My first night was spent in Downtown Manhattan, getting a Gyro from a street vendor. His name was Muhammed and he was from Egypt. From his phone he was playing a surah from the Quran which made the fluorescent light above him mystical and New York felt familiar.  I walked along to a fountain park. I sat between a couple and two old friends…both Then an oldish white man sat down next to me. It felt like we were both looking at the fountain together, which prompted me to ask him
“Have you had a good day today?”
He replied, “It was excellent, you?”
That unraveled a surprisingly intimate interaction, bouncing and perfect. Talking about what we think is my favorite type of conversation.
“I’m meeting a writer in New York, how cliche” he laughed.
I told him about North Carolina and he told me about Berlin. Germans do like having fun and being relaxed. Southern girls don’t usually talk about sex the way English girls do.
He walked me through Washington Park and we said goodbye with a handshake. I googled his full name and felt like the universe was trying to tell me something.

I went to a palm reader after I bought some rolling papers. 
My future is something to look forward to, foretold by a large Czech woman with a warm face. Her body melted into the seat and her skin ate the neon glow of her sign, the yellow of the lamp.

The days in New York, now looking back were tied by routine with gaps of spontaneity. I liked living like this, I used the Airbnb the best way I knew how; as a sanctuary. I ate from the deli shops and brought home leftovers. Strawberries, Ritz crackers, lychee’s and cherries. I ate and slept in the middle of the day. It was like being in a factory grade washing machine, my brain was tired.   It would grip my face with both hands and make me watch the rat race. This isn’t smile for a smile camp anymore. This is reality.

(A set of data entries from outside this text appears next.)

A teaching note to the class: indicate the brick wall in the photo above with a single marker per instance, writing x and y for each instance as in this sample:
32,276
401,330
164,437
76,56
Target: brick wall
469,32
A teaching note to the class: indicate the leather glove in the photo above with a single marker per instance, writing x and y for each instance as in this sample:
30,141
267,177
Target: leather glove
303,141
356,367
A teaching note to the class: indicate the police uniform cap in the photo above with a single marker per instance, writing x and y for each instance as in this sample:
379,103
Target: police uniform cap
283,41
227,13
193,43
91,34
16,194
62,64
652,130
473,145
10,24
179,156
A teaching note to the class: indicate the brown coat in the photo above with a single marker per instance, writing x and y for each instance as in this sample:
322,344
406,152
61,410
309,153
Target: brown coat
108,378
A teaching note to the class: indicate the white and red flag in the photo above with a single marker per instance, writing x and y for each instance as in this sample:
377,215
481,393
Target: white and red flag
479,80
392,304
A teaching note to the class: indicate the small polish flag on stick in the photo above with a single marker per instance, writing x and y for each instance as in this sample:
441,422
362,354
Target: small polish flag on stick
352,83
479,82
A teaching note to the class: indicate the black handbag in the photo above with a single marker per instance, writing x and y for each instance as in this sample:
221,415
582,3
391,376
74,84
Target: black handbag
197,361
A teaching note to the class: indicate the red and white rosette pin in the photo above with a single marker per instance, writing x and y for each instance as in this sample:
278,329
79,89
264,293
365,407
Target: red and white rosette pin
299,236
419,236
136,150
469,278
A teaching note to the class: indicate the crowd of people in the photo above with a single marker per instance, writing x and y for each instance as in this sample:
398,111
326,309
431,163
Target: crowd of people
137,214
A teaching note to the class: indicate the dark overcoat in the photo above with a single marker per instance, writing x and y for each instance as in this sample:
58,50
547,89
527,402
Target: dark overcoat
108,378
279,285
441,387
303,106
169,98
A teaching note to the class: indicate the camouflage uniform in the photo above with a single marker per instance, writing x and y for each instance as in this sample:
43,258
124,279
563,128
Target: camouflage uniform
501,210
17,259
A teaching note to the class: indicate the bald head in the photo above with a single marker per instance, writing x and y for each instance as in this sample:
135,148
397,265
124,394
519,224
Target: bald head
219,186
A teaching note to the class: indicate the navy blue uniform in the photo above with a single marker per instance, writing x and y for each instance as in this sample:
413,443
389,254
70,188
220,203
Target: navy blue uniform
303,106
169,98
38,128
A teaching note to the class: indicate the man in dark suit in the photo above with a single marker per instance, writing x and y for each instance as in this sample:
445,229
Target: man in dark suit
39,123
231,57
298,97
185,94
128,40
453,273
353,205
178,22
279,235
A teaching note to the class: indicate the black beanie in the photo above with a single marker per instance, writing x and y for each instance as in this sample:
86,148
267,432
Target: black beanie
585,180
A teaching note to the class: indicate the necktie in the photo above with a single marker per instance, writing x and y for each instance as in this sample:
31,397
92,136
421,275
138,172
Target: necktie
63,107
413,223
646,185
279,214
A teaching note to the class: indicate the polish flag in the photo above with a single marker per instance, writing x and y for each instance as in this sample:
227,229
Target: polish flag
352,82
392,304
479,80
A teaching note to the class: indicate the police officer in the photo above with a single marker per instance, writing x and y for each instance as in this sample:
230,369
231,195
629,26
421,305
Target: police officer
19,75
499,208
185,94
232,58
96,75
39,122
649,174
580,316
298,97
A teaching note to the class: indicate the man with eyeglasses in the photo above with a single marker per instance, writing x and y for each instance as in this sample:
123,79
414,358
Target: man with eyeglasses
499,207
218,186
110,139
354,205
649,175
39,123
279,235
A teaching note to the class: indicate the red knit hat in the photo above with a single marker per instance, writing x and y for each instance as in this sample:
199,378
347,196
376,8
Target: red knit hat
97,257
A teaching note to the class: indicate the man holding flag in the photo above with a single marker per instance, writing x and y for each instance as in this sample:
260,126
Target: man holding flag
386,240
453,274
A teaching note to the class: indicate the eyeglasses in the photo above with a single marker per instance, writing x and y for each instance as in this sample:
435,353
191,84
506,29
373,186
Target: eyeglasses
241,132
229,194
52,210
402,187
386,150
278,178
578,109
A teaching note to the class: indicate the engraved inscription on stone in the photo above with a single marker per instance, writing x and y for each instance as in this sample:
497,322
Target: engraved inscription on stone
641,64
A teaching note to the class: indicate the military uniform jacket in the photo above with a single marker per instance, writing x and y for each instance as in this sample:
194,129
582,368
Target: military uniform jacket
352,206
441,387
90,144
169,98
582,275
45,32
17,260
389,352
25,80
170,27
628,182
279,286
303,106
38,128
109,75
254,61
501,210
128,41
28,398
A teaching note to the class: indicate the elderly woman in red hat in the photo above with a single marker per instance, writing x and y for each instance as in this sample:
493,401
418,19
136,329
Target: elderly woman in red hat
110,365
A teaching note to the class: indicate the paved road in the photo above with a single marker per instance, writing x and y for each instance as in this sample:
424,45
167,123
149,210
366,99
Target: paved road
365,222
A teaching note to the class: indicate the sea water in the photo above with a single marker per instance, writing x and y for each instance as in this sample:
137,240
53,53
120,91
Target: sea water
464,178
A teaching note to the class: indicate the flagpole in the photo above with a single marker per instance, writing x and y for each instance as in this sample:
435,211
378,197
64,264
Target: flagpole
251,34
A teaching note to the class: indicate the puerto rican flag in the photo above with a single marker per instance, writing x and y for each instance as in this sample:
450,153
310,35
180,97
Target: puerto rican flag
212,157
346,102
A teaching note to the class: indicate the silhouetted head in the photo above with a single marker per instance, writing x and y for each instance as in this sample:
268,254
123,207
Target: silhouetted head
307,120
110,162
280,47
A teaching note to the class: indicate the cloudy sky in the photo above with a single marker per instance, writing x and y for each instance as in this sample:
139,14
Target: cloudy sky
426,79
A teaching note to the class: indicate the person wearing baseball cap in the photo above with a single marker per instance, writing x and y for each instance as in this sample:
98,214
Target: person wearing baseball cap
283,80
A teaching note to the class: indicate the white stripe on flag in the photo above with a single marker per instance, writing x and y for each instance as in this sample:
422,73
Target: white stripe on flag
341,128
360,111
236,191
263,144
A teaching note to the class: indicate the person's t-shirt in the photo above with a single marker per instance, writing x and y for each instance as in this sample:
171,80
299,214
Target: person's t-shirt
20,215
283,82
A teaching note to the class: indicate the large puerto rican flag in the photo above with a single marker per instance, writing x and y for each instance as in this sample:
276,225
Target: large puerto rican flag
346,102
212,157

The second day I tramped around downtown Brooklyn, crossing a bridge I forgot the name, towards Coney Island. I like that no one asks any questions because a girl acting jumpy with headphones is the least of their worries. I followed each street to its end and took either a left or a right with the confidence that I knew where I was going. I found myself either being a homing pigeon or being so far out of the way I would have to take several trains to only get back to the station I arrived from.
On this day, I saw the partygoers of New York. The stylish, in love and the friends making conversation or life easier with alcohol. I was doing just the same, in secret.

‘Ignorance is bliss, Love from New York’

If you walk with your nose in the air high enough, you don’t see the homeless shrouded, crumpled. Life has chewed them up and spat them outside. 
If one doesn’t see them, they don’t exist, and the sun is shining and there is money in the bank and I think my wife loves me.

On the subway, there was a multitude of people wearing the little pod earphones from Apple. A visual representation of a socioeconomic divide. I wonder how easy it would be to steal them from their respective owner. All you need is an apt distraction. A firm, slow kiss on the mouth would be apt enough, a girl in college would be some men’s wet dream. But it is kissing strangers though, I don’t know where their mouth has been. I would have to create a sort of mouth guard or a spray that can cut through bacteria like a hot knife through butter.
Maybe a mix of pure ethanol, water and any old mouthwash in a tiny spritzer.
Locate target, spray mouth and off you go, doing strange yet financially rewarding work. I guess there must be some non-verbal foreplay. Warm them up to the idea with flicks of the eyes or a  small mysterious smile. You grip the sides of their face, your forefinger and middle finger splayed across the ears and then using your thumb, you would pluck them right out of their nests. Theoretically of course.